I'm not surprised. A lot of us do. It's sort of natural for a developer to have that feeling because it's like, oh, governance or a natural first thought might be that governance in some way, whether that be over the certain data and access to data thing or whether it be ensuring compliance to certain things, that naturally means slow. I think to most developers, it's like, oh, this is going to complicate my workflow.
It's not going to allow me to get anything done and it's just going to be a slow process. So I do think that there is some validity to that in that in order to check some of the things that should be checked in terms of an AI application, you're going to have to spend some time on those things. But at the same time, I forget which guest it was. I'll actually have to look through our transcripts to figure out who it was.
But I remember, and maybe it was just a conversation I had at a conference, but the idea was that doing good data science or doing good AI development in good meaning in an ethical sense. So being an ethical data scientist or being an ethical AI developer actually works to your benefit, development wise in the long run. So one example of that is thinking about, when I read those list of topics in that paper that I was mentioning, one of them had to do with auditing and tracing and that sort of thing. So basically understanding like this data was used to train this model, which output this prediction at this time based on this data from a user.
And so all of that sort of auditable and traceable, there's that data lineage.
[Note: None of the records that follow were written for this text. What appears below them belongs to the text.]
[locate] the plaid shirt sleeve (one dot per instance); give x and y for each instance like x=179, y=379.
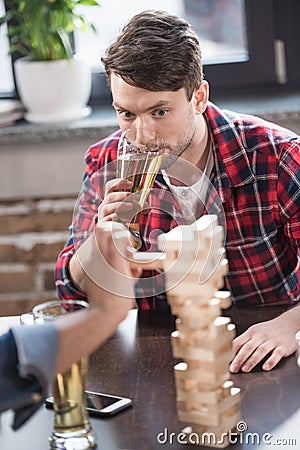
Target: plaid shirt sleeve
x=100, y=167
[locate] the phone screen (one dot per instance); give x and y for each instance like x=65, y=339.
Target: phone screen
x=101, y=404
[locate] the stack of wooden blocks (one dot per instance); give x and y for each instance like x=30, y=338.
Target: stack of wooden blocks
x=194, y=262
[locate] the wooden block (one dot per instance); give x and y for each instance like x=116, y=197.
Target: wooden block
x=198, y=316
x=206, y=337
x=209, y=380
x=210, y=415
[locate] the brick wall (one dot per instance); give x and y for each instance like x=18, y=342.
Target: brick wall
x=32, y=233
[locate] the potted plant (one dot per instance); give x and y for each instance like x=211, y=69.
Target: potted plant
x=54, y=84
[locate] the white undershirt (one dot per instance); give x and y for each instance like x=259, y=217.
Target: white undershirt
x=191, y=198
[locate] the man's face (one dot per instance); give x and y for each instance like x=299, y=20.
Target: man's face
x=167, y=113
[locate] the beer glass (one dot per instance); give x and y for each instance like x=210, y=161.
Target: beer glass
x=72, y=429
x=139, y=159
So if you put the work in, and it's extra time, right, but if you put the work into putting tooling, whether that's just some good logging or whether that's some great, you know, several products now that allow you to trace experiments and that sort of thing. But if you put the work into implement those solutions, then actually it does help you in the long run because as you're doing your own training, you know, being able to trace what hyperparameters you selected and trained on before and what data you used before to get these certain numbers, it actually helps kind of elevate your future work because you have a better understanding of what you did in the past and you can track things much better over time. So I think the argument is that, you know, yes, it's faster to just spin up a notebook and do the thing and export the model and just, you know, copy, paste it over to somewhere and run it somewhere in a totally non traceable manner.
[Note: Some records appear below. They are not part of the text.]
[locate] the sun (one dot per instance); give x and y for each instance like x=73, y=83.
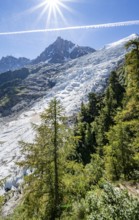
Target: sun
x=52, y=3
x=52, y=10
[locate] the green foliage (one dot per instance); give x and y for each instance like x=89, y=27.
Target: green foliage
x=47, y=159
x=109, y=203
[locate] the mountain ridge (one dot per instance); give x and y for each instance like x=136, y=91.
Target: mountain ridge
x=59, y=51
x=70, y=82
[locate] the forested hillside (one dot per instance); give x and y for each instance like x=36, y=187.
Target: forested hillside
x=75, y=172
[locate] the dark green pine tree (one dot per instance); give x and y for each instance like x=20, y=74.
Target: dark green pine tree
x=111, y=102
x=46, y=159
x=83, y=128
x=122, y=152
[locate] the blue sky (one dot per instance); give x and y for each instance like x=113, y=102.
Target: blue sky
x=15, y=15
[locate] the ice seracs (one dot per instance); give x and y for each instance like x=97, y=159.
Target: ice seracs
x=74, y=81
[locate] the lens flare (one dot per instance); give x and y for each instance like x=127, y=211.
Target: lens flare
x=52, y=10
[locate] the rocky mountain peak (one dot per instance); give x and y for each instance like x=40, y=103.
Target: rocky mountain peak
x=62, y=50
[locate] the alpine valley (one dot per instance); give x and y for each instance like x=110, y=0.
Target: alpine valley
x=63, y=70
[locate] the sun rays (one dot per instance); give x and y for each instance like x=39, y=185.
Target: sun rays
x=52, y=10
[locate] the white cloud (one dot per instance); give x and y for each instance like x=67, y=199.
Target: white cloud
x=107, y=25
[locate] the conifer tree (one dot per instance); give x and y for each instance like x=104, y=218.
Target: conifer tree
x=46, y=159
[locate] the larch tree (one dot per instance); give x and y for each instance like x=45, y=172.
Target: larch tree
x=46, y=160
But even outside of the ethical side of things, you're kind of shooting yourself in the foot at some point if you plan on doing that over and over again. And so there is some of this argument that, you know, it's slower to implement some of these things but once they're implemented, I think you can have confidence that actually doing good or ethical work will actually work to your benefit development wise as well in many cases. I also think of like the scenario when I teach, I often, and I think I mentioned this on the show, maybe a time or two, like if you're developing a self driving car in Sweden and you do make a great product and then you want to export it internationally and you, you know, ship your car over to Australia and the first thing it sees is a kangaroo and it runs off the road and kills its, you know, passengers. That could have been solved by thinking about the biases in your data and the target markets that you're going after and what's represented in your data set and all of that.
So these sorts of things can work to your benefit development and product wise over time. I totally agree with that. And I actually want to point a distinction as I know at the very beginning of when you were talking, you said governance, I would actually argue having listened to you just now that much of what you were talking about was really more on the compliance side, the two go together. But how do you know that as you're going through something that you are in compliance with what those values are without slowing you down?
So I think I would start with the fact that this is a great place where you can use in a lot of cases technology to help you get there and then on the process side, the governance side of kind of being able to handle when things don't come out as you expect. And you know, you can go back and do that analysis. You know, when you were talking about tooling, helping you and being able to know what data was used when, as an example, what came to mind as you were saying that was we've had a package term on the show. And if I recall, that sounds like some of the capability of the file system on that solution.
So when you're implementing AI ethics, that might or might not, there may be others as well, but that might be one of your ways of trying to automate some of the abilities to be in compliance so that you are not necessarily just slowing yourself down with a lot of manual intervention with this. And you have a governance process so that when unexpected outcomes do arise, going back to your kangaroo example, you can kind of go back and figure out, you know, what went wrong and, you know, how did it deviate specifically from what you were trying to do? I know for me, I look at, we talked about a couple of industry principles. I tend to work a lot with the US Department of Defense principles, which are responsible, equitable, traceable, reliable and governable.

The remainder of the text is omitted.